Concerning the push for a public health insurance plan, Arnold Kling writes:
Getting people to reduce their use of medical services is the spinach of health care reform. Expanding insurance coverage is the dessert. The Democrats want to enact dessert now, and worry about spinach later. For the dessert part, they want no Republicans involved. Down the road, when they are ready to tackle the spinach part, they will press for bipartisan cooperation and statesmanship from Republicans.

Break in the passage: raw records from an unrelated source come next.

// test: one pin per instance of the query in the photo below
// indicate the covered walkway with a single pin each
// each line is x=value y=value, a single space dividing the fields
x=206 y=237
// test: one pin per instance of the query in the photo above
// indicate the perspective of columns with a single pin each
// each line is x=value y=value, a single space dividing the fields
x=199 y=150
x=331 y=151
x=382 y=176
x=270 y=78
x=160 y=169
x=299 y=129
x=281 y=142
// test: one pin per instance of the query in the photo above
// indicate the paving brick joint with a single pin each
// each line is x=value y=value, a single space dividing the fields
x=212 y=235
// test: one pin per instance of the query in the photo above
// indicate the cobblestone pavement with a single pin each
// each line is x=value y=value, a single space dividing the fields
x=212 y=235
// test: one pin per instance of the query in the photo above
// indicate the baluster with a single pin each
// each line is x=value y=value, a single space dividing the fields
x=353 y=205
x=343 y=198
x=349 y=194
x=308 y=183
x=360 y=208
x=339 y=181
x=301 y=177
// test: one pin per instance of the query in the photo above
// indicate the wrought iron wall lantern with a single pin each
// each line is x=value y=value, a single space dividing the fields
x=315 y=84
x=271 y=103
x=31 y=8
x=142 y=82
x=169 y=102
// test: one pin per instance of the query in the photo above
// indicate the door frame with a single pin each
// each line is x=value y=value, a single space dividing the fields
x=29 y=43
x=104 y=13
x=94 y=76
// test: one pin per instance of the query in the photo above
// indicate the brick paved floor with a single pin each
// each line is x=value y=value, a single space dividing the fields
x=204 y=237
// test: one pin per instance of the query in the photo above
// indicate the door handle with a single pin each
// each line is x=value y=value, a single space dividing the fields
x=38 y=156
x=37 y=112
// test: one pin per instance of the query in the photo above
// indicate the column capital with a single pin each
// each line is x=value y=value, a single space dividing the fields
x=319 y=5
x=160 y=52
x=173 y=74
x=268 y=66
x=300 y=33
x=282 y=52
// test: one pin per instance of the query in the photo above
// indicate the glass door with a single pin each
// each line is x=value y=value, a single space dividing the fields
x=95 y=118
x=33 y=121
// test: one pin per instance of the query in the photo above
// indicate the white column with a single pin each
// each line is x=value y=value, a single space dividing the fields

If I were a Republican, I would support a public health insurance plan that provides real health insurance. That is, it would have low premiums, but extremely high deductibles and co-payments–beyond anything we see today. People on the plan would, on average, pay more than 50 percent of their health expenses out of pocket. Only people at the very high end of expenses would get insurance payments. [ed. note: I take it that Kling, who explicitly advocates the subsidization of insurance for the poor, is happy to have the relevant limits calculated in relative terms, as a percentage of income. - JS] Even their co-oayments [sic] would not drop to zero.
There are various reasons why such plans do not exist today. Many of these reasons are regulatory. I am not sure how such a plan would fare in a free market. But that is the kind of public plan I could get behind.
Me too, and I’m genuinely baffled by the number of liberals who insist that even in the absence of outright government rationing (which, of course, would be eminently subject to capture by the medical lobby), health care costs can be seriously controlled without creating direct incentives for individuals to question the value of various proposed expenditures and go in for the kinds of lifestyles that make medical treatment unnecessary in the first place. I’ll have another post up on the subject soon that will deal with a common objection to a proposal like Kling’s, but for now let the takeaway be the simple observation that it’s very difficult for things to be at once free and cheap; I’m certainly not insisting that making health care consumers into health care “shoppers” would suffice to drive down medical costs to the appropriate levels, but it seems to be an obviously central element of any health care policy that could ever really work.